As part of this new initiative, Google has agreed to “monitor” 100,000 search terms related to child pornography and the use of this hidden Internet, which is called TOR, by the way.
Now, this is all in the name of preventing child abuse, and who can argue against that, right?
The problem with this new initiative can be found later on in the article:
The [British] government estimates that 20,000 people [in the UK] are using encrypted and anonymous networks, such as the Tor anonymising service, to communicate. Many of these will be carrying out perfectly legal activities.
Awareness of the threat to privacy and knowledge of the “dark web” have increased since news of the US National Security Agency’s activities surfaced. But the dark web is also a favoured tool for those involved in distributing child abuse material, who have an interest in keeping their identities hidden.

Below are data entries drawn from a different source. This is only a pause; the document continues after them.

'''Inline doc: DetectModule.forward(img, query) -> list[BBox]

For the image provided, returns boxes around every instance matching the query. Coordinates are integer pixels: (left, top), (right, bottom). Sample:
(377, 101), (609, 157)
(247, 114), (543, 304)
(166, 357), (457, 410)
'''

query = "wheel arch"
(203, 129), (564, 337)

It’s not the fact that the bad guys use TOR, it’s that good guys use TOR as well, namely:
- Journalists who want their communications with their sources protected from the prying eyes of the government, as Glenn Greenwald recently stated in a Reddit AMA.
- The New Yorker uses it to allow its sources to remain anonymous
- Human rights activists
- Citizen journalists
- And other legitimate users
But the NSA and the British equivalent GCHQ have shown that, in the name of protecting us from the “bad guys”, they don’t care about our privacy, and as a result, with this new initiative, they are targeting anyone who uses the TOR network as potential “child pornographers.”
Since they haven’t cracked the TOR network yet, the next best thing is to find out the names of people who search for certain TOR related terms on Google or Bing and to track those people directly.
Once they have the IP addresses of all the computers that have searched for particular terms (child porn, dark internet, tor network, for software), they can then monitor those computers directly without needing to crack TOR at all.
The terms on the list today might seem like they are related to stamping out child pornography, but as one commenter (whitworthflange TheCatsTable 18 November 2013 8:33am) on the Guardian article wrote:
I’m not aware that there is a “proliferation of child abuse images on the internet” as is claimed here. I’ve never come across any and I suspect you would have to search very hard to find them if you were looking. …
The danger is that by riding on the back of public concern and using the buzzwords of child abuse governments are actually trying to control the web. NSA and GSHQ have been trying to get through Tor for a long time and they don’t really care that in doing so they will make life dangerous for dissidents and political opponents of the many oppressive regimes around the world, and who use the software for their protection.
Coincidently, the Justice Department jailed another government whistleblower last month, who just so happened to have child pornography on his computer, and 4 days ago a massive child-porn ring was busted after a multi-year investigation.
The timing of these events along with the announcement of this new government initiative can’t help make you wonder if there is more going on here than meets the eye.